Bristol Festival of Ideas - How Should We Think About the Future?
Posted: Tue Feb 18, 2020 9:59 pm
Bristol Festival of Ideas has an awesome catalogue of events and this one seems even more prescient given the furore over 'superforecaster' Andrew Sabinsky. His grasp of science appears to be slim but does it mean the idea of forecasting is stupid or just that we shouldn't be employing arrogant privileged arsewipes to do the predicting?
I went to a panel chaired by Margaret Heffernan last year and she was excellent so have high hopes that this event will be too.We are addicted to prediction, desperate for certainty about the future. But the complexity of modern life won’t provide that; experts in forecasting are reluctant to look more than 400 days out. History doesn’t repeat itself and even genetics won’t tell you everything you want to know. Ineradicable uncertainty is now a fact of life. But thinking ahead is what we all do: planning careers, families, companies, countries. So how can we face the future if we don’t know what it holds?
Margaret Heffernan’s new book, Uncharted: How to Map the Future, argues that not knowing the future must not leave us passive.
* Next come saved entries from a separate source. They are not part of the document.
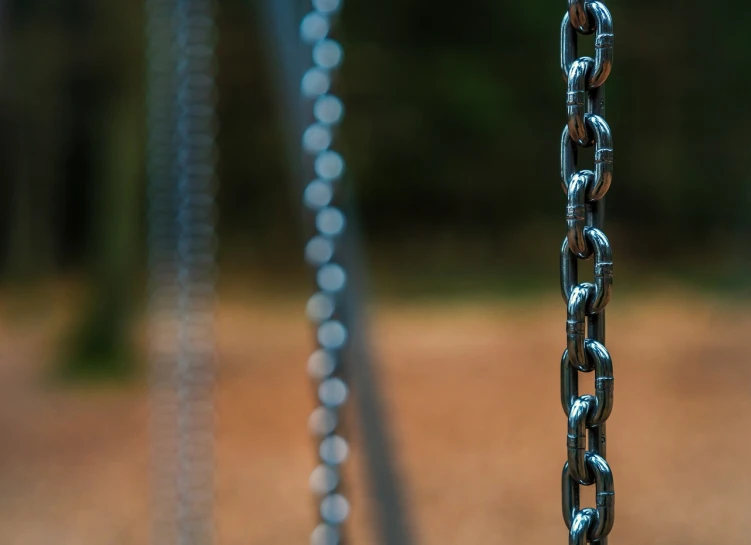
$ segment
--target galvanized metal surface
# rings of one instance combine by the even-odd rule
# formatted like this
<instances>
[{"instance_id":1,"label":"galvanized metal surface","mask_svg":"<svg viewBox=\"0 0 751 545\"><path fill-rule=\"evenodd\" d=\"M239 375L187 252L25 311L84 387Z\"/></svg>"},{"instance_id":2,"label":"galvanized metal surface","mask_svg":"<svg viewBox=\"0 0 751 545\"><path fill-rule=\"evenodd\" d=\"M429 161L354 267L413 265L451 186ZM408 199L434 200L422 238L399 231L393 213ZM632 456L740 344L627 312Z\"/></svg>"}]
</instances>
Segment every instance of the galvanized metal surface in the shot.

She looks at long-term projects developed over generations that could never have been planned the way that they have been run. Experiments, led by individuals and nations, discover new options, and radical exercises in forging new futures with wildly diverse participants allow everyone to create outcomes together that none could do alone. Existential crises reveal the vital social component in resilience. And preparedness – doing everything today that you might need for tomorrow – provides the antidote to passivity and prediction.
This session challenges us to resist the false promises of technology and efficiency and instead to mine our own creativity and humanity for the capacity to create the futures we want and can believe in.